Some Windows fans are worried that the upcoming Windows 10 Creators Update could mean costly data bills.
Windows 10 currently treats Windows Updates on cellular networks differently to those over Wi-Fi because Microsoft knows these updates can be large and result in sizeable bills if they take place on a so-called metered connection, such as a cellular network.
For this reason Windows 10 doesn’t download Windows Updates or even critical security updates on metered networks.
But, as SuperSite Windows reports, the latest Windows Insider fast ring build of the Windows 10 Creators update indicates there will be an exception to this rule. It’s not clear yet what the impact will be for users, but it’s a potential concern.
In the Windows Update section of Windows Settings, Microsoft now says on metered connections it will “automatically download only those updates required to keep Windows running smoothly”.
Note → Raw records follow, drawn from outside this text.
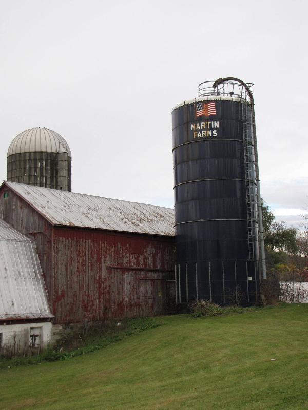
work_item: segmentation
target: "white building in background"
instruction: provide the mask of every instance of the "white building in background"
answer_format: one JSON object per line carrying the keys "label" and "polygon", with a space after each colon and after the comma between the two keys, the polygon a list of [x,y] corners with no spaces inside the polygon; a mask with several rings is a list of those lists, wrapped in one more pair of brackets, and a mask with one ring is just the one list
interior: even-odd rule
{"label": "white building in background", "polygon": [[287,303],[308,303],[308,282],[279,282],[280,300]]}
{"label": "white building in background", "polygon": [[0,352],[45,347],[53,317],[34,242],[0,219]]}

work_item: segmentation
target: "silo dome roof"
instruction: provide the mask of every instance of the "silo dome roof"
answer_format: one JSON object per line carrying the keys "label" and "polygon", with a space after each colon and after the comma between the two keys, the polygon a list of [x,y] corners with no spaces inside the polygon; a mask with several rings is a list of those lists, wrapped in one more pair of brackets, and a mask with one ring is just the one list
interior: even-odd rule
{"label": "silo dome roof", "polygon": [[37,127],[21,132],[11,142],[8,156],[22,152],[67,152],[72,156],[68,144],[57,132]]}

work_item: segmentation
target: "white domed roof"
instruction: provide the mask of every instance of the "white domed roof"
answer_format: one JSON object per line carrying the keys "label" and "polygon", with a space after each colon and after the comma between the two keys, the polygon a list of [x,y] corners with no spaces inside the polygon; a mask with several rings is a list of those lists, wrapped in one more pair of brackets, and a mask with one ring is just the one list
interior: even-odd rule
{"label": "white domed roof", "polygon": [[37,127],[21,132],[11,142],[8,156],[22,152],[67,152],[72,156],[68,144],[57,132]]}

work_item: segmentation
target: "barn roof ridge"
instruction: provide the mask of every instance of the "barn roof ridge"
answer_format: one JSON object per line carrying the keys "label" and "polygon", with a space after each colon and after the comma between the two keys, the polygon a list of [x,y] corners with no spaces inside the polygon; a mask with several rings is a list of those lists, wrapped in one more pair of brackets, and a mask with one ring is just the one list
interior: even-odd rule
{"label": "barn roof ridge", "polygon": [[174,210],[158,205],[4,181],[53,225],[174,236]]}

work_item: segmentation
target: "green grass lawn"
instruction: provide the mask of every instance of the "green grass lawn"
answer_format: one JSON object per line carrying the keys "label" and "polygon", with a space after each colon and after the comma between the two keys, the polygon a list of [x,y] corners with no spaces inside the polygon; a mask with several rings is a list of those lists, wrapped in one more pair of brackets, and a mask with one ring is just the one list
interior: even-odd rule
{"label": "green grass lawn", "polygon": [[161,320],[92,353],[1,370],[0,408],[308,409],[308,304]]}

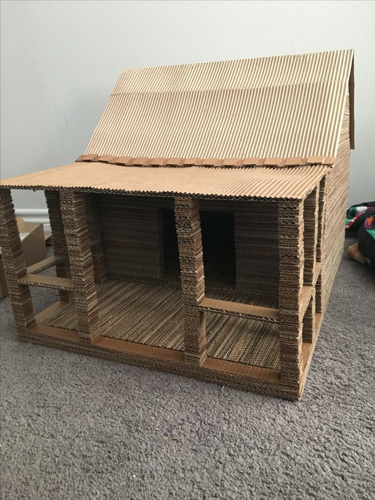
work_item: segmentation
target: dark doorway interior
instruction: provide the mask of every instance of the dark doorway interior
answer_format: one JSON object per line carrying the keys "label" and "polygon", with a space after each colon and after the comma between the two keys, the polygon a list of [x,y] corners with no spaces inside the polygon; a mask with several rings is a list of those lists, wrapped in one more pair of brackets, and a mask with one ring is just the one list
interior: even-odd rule
{"label": "dark doorway interior", "polygon": [[[208,286],[235,287],[234,221],[230,212],[201,212],[203,263]],[[173,209],[163,210],[164,277],[179,279],[178,245]]]}
{"label": "dark doorway interior", "polygon": [[203,264],[208,286],[235,287],[234,220],[231,212],[200,213]]}

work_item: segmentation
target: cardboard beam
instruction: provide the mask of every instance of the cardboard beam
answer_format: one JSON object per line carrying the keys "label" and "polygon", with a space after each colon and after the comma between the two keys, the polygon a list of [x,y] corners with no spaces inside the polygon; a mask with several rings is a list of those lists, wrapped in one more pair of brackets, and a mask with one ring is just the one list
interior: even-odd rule
{"label": "cardboard beam", "polygon": [[31,294],[19,283],[26,273],[26,264],[17,225],[14,207],[9,189],[0,190],[0,246],[2,260],[10,296],[16,329],[20,337],[35,323]]}
{"label": "cardboard beam", "polygon": [[[61,262],[56,265],[56,276],[58,278],[70,278],[68,250],[60,210],[60,192],[45,191],[44,195],[52,232],[53,253],[55,257],[61,259]],[[62,300],[69,299],[69,293],[66,290],[60,290],[60,296]]]}
{"label": "cardboard beam", "polygon": [[90,343],[98,336],[99,325],[83,195],[72,191],[62,192],[60,207],[74,287],[79,335],[83,341]]}
{"label": "cardboard beam", "polygon": [[175,199],[182,302],[185,361],[200,364],[206,357],[205,317],[197,305],[204,297],[204,272],[198,200]]}
{"label": "cardboard beam", "polygon": [[300,386],[303,361],[303,202],[279,204],[280,366],[281,378]]}

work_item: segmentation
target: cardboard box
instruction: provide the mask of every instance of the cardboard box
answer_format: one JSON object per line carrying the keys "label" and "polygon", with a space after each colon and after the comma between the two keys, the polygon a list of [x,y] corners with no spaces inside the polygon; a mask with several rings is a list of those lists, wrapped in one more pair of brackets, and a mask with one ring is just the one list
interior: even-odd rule
{"label": "cardboard box", "polygon": [[[342,254],[354,89],[352,50],[125,70],[75,163],[0,182],[19,338],[300,398]],[[17,189],[45,191],[37,270],[55,277],[18,258]],[[25,285],[60,300],[35,316]]]}
{"label": "cardboard box", "polygon": [[[21,217],[17,218],[22,248],[26,266],[42,260],[45,255],[44,231],[42,224],[25,222]],[[0,297],[8,295],[8,285],[0,254]]]}

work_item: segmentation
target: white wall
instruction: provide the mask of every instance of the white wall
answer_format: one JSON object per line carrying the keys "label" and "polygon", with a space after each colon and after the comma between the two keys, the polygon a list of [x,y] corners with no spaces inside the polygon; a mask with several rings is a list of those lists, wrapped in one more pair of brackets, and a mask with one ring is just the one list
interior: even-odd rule
{"label": "white wall", "polygon": [[[1,177],[70,163],[126,67],[353,48],[356,150],[350,202],[375,198],[375,3],[1,3]],[[18,208],[42,194],[14,193]]]}

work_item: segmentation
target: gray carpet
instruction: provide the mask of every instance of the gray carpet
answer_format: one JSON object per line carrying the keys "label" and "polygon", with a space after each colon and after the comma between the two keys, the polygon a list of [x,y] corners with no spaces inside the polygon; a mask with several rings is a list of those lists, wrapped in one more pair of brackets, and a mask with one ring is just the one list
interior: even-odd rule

So, the general rule not to download updates on metered connections still applies, but Microsoft could allay fears by expanding on what these necessary updates are and how big might they might be.
Of course, the fast ring Insider builds aren’t necessarily what will arrive in the final release, but the Creators Update is expected to arrive in only a few weeks’ time now.
We’ve asked Microsoft to clarify what it means and will update the story if it responds.
If the new exception does flow through in its current form, it would be a minor clash with the additional controls Microsoft announced for the Creators Update.
One of these will allow users to specify exactly when an update installs and potentially deferring updates indefinitely.
This feature won’t help prevent downloads on metered connections, but rather caters to people who need uninterrupted use of their PC for several days, despite the availability of important updates that have already been downloaded.
In the longer term, Microsoft is working on a new update system that will deliver smaller updates in future, which will eventually benefit users regardless of the connection they’re on.